As a term of the Services Agreement between GVC Sports and East Pioneer, GVC has agreed to guarantee the performance of East Pioneer’s obligations to Sportingbet in connection with the Acquisition and has therefore entered into the acquisition agreement alongside East Pioneer as its guarantor.

In view of the significance of the Services Agreement and GVC’s guarantee of East Pioneer’s obligations under the terms of the Acquisition, GVC will publish an Admission Document pursuant to Rule 14 of the AIM Rules and the Acquisition and the Services Agreement will be subject to the approval of GVC’s shareholders. GVC will therefore issue a circular comprising an Admission Document (Circular) to its shareholders disclosing further information on the terms of the Acquisition and the Services Agreement and convening a general meeting for the purposes of seeking shareholder approval. The Circular is expected to be published on or around 31 October 2011, whereupon GVC will seek a restoration of trading in its shares on AIM.

The Acquisition is also conditional upon the approval of Sportingbet plc’s shareholders.

The GVC directors believe that the Services Agreement will:

  • provide a significant enhancement to GVC’s future earnings per share and dividend paying capability; and
  • start to diversify GVC’s business into B2B services and away from its pure gaming operations.

 

For further information:

GVC Holdings PLC
Kenneth Alexander, Chief Executive OfficerTel: +44 (0) 20 7398 7702
Richard Cooper, Group Finance Directorwww.gamingvc.com
Daniel Stewart & CompanyTel: +44 (0) 20 7776 6550
Paul Shackleton / David Hart / Jamie Barklemwww.danielstewart.co.uk

Media enquiries:

Abchurch
Henry Harrison-Topham / Oliver HibberdTel: +44 (0) 20 7398 7702
henry.ht@abchurch-group.comwww.abchurch-group.com

 

About GVC Holdings PLC

GVC Holdings PLC is a leading online gaming company. The Group is headquartered in the Isle of Man and is licensed in Malta, and the Netherlands Antilles.

In December 2004, the shares of Gaming VC Holdings S.A., GVC’s predecessor company, were admitted to the AIM market of the London Stock Exchange.

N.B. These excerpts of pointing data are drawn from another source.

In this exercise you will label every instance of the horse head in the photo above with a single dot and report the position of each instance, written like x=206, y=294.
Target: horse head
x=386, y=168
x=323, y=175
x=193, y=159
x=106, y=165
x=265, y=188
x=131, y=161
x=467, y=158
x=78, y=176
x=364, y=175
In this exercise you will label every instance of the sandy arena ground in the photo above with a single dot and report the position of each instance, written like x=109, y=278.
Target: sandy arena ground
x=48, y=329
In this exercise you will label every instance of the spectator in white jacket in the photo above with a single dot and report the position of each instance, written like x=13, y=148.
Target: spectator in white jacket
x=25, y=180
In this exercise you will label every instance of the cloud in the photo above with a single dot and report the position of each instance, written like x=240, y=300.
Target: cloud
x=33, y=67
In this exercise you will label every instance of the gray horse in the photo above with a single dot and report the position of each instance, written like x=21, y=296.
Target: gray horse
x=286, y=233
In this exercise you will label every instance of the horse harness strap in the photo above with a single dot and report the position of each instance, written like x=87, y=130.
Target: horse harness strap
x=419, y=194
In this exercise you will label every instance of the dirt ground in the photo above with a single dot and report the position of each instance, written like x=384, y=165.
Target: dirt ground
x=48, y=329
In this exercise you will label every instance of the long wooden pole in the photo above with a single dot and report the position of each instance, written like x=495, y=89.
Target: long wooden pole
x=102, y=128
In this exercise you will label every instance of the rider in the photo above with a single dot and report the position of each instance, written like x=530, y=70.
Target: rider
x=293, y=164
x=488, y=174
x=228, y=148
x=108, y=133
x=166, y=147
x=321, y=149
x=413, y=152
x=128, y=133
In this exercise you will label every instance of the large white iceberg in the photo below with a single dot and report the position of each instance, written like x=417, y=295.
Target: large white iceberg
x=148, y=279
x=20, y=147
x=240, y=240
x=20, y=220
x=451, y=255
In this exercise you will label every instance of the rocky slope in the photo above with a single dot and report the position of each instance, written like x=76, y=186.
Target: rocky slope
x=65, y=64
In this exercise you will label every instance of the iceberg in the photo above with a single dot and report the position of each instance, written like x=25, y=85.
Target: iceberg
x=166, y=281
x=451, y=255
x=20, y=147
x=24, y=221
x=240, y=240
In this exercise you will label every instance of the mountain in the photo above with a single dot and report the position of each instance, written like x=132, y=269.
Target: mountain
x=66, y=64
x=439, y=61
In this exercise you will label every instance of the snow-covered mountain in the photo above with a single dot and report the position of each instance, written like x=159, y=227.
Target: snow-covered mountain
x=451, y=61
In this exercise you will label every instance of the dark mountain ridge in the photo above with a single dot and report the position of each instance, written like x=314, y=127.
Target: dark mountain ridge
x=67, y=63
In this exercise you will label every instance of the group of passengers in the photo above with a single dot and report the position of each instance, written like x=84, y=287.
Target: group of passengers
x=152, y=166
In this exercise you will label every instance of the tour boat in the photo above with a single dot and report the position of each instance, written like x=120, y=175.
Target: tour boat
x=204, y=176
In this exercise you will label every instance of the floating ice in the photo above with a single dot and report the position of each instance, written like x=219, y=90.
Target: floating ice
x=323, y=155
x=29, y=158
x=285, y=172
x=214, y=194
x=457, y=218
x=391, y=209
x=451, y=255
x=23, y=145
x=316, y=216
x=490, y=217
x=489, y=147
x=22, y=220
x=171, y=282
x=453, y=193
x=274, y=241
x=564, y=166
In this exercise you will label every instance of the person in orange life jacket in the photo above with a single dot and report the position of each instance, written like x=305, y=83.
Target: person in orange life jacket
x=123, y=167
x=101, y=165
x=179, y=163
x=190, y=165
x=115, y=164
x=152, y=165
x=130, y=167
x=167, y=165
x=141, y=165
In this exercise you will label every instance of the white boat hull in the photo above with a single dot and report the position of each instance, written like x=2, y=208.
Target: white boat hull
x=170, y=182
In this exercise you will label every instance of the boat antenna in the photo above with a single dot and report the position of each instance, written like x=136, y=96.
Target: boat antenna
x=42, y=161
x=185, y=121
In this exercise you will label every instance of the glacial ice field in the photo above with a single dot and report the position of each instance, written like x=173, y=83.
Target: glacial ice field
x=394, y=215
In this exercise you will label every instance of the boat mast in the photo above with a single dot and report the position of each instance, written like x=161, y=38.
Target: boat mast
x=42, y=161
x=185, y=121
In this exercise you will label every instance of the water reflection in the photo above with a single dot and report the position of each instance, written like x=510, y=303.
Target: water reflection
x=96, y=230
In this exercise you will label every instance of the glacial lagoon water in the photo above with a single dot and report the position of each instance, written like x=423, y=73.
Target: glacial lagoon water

The GVC Group has not and has never transacted wagering activity by players in the US. Further information on the Group is available at www.gamingvc.com.

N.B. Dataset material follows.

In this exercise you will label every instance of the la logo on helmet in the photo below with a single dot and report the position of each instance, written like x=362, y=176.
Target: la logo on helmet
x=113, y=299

This announcement contains certain statements that are or may be “forward-looking statements”. These statements typically contain words such as “intends”, “expects”, “anticipates”, “estimates” and words of similar import. All the statements other than statements of historical facts included in this announcement including, without limitation, those regarding GVC’s financial position, business strategy, plans and objectives of management for future operations are forward-looking statements. By their nature, forward-looking statements involve risk and uncertainty because they relate to events and depend on circumstances that will occur in the future and therefore undue reliance should not be placed on such forward-looking statements. There are a number of factors that could cause the actual results, performance or achievements of GVC to be materially different from future results, performance or achievements expressed or implied by such forward-looking statements. Such forward-looking statements are based on numerous assumptions regarding GVC’s present and future business strategies and the environment in which GVC will operate in the future and such assumptions may or may not prove to be correct. Forward-looking statements speak only as at the date they are made. Neither GVC, nor Daniel Stewart & Company nor any other person undertakes any obligation to update publicly any of the information contained in this announcement, including any forward-looking statements, in the light of new information, change in circumstances or future events.